Identifiés dans les feuilles de route nationales du secteur comme la Stratégie nationale portuaire, plusieurs ports fluviaux et maritimes s’engagent aujourd’hui pour développer des projets hydrogène pionniers. 

Scénarii de déploiement

Pour ancrer le port comme un territoire « pivot » de la massification de l’hydrogène, l’étude de France Hydrogène « Écosystèmes portuaires et hydrogène », menée en collaboration avec sept ports partenaires, évalue le potentiel de consommation des différents usages d’ici la fin de la décennie. Les volumes identifiés sont considérables : rapportés aux objectifs de la filière de consommer, selon les hypothèses retenues, entre (scénario Ambition) 680 000 et (scénario Ambition+) 1 090 000 tonnes d’hydrogène décarboné d’ici 2030, les zones portuaires partenaires pourraient représenter entre 35 et 55 % de ces objectifs soit respectivement entre 220 000 et 615 000 tonnes.

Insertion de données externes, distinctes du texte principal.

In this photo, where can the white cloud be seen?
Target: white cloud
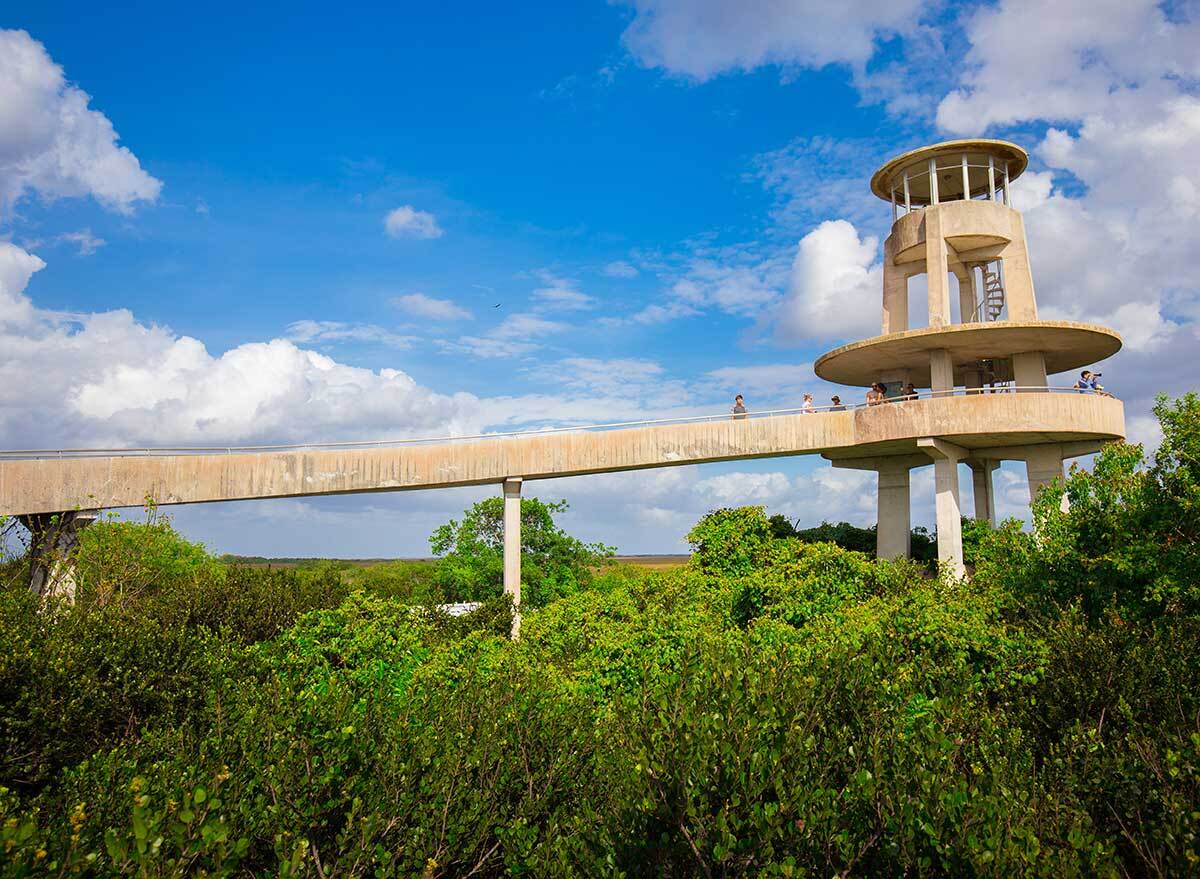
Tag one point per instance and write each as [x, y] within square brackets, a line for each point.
[16, 268]
[835, 288]
[420, 305]
[652, 315]
[561, 294]
[768, 382]
[702, 39]
[84, 240]
[52, 143]
[408, 222]
[105, 378]
[619, 268]
[514, 336]
[1115, 225]
[337, 332]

Ces productions alimenteraient des usages industriels ainsi que des mobilités spécifiques aux ports et des flottes urbaines comme les flottes de collectivités. Sur le seul segment de l’industrie, l’activité des ports et surtout les Grands Ports Maritimes représentent une opportunité pour initier de grands hubs hydrogène d’envergure. Ainsi, les ports partenaires pourraient représenter 40 % des consommations industrielles d’hydrogène visées par la filière à 2030 dans le scénario « Ambition » et même 63 % pour le scénario « Ambition+ ».

Que ce soit en termes d’industrie, de mobilité ou d’énergie, les écosystèmes portuaires apparaissent donc comme des contributeurs incontournables pour atteindre les objectifs de la filière hydrogène. L’émergence d’écosystèmes de grande envergure permettrait de densifier le maillage hydrogène en France, au bénéfice de tout un territoire. Pour les ports, l’hydrogène permet non seulement de valoriser leurs actifs (terminaux, réseaux gaziers et électriques, gisements ENR, etc.), et d’intégrer une économie circulaire, mais il offre également une possibilité de diversification économique.

Tous les ports ne disposant pas des mêmes besoins ni des mêmes situations, les configurations locales se doivent d’être prises en compte. Si des actions et objectifs sont communs, une approche spécifique par port est indispensable.